Auf der anderen Seite kam Corona, kam die weltweite Entschleunigung mir sehr entgegen, weil ich nach einigen Jahren mit sehr viel privater Unruhe Entschleunigung gut gebrauchen konnte. Ich musste mich nicht mehr anstrengen, mit dem Rest der Welt Schritt zu halten und gleichzeitig etwa den plötzlichen Tod meiner Mutter zu verarbeiten. Es gab mehr Ruhe, es gab mehr Zeit für mich. Und auch die eben ohne Angst, etwas zu verpassen.

Im März diesen Jahres dann hatte ich Corona. Milder Verlauf, keine Langzeitwirkungen. Bis auf eine: ein neues Menschenbild. Lädiert und aufpoliert.

Lädiert haben es die überraschend unangenehm Aufgefallenen. Damit meine ich nicht den Mob, der mit Fackeln vor Privathäuser von Politikern gezogen ist, oder „Querdenker“, die sich Tampons vors Gesicht hängen, um so ihr Freidrehen gegen die Coronamaßnahmen zu demonstrieren. Wie bizarr Menschen sein können, wusste ich vorher schon, ich bin ja schon seit ein paar Jahren aktiv auf Twitter.

Es sind die, die Facetten von sich preisgegeben haben, die vorher im Verborgenen geblieben waren. Ich habe kluge Menschen erlebt, die sich plötzlich für klüger hielten als Fachleute und mit einer sie der Lächerlichkeit preisgebenden Arroganz auftraten. Die die abenteuerlichsten Argumente gegen stichhaltige Studienergebnisse ins Feld führten. Einfach nur, weil ihnen der Shopping-Samstag so fehlte. Leute, die mitten in der fettesten Delta-Welle in den Urlaub flogen und von dort in den sozialen Medien Postings absetzten, in denen sie so taten, als wären sie zu Hause geblieben.
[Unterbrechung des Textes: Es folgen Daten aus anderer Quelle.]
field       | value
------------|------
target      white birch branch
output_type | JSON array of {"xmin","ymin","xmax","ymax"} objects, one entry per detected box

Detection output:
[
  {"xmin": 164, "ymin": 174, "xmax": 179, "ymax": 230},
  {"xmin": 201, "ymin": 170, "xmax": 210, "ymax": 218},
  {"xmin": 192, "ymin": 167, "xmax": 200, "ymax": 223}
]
Leute, die nicht dazu standen, dass sie die Maske nicht tragen wollten und sie hektisch, wie ertappte Kinder, hochzogen, wenn sich ihnen jemand mit bekanntlich anderer Meinung näherte.

Es sind eher die kleineren Ausschläge, die etwas verschoben haben. Eine Delle in mein Menschenbild gefügt. Gut, nun kann man natürlich sagen: Alles ist klein, verglichen mit einem Fackelaufmarsch. Aber Fackelaufmärsche sind ja auch kein Maßstab.

Und dann sind da die anderen. Eine Freundin hat einen Impfgegner als Bruder, die Mutter eines Freundes entpuppte sich als radikale Querdenkerin und zieht das nun mit Blick auf den russischen Überfall auf die Ukraine weiter durch. Die Freundin einer Freundin ist völlig abgedreht, spricht allen Ernstes von einer „Plandemie“.

Die Freundin trifft ihren Bruder weiter regelmäßig und bittet ihn vorher, sich zu testen. Sie ist Mutter zweier Kleinkinder. Und er dem Vernehmen nach ein toller Onkel. Der Freund meidet alle strittigen Themen, wenn er seine Mutter sieht. Und die Freundin hat ihre Freundin bei Facebook entfreundet, weil sie die Postings nicht mehr erträgt, lädt sie aber weiter zu ihrem Geburtstag ein. Weil sie sie nicht ganz an den Wahn verlieren soll. Und weil sie doch Freundinnen sind!

Das sind die, die mein Menschenbild aufpolieren. Die zu ihren Leuten halten, trotzdem. Die klar sagen, was sie denken, und Bedingungen für Treffen stellen. Nicht aber für ihre Zuwendung. Die ist bedingungslos.

Danke, Corona. Für mehr Graustufen in meinem Menschenbild.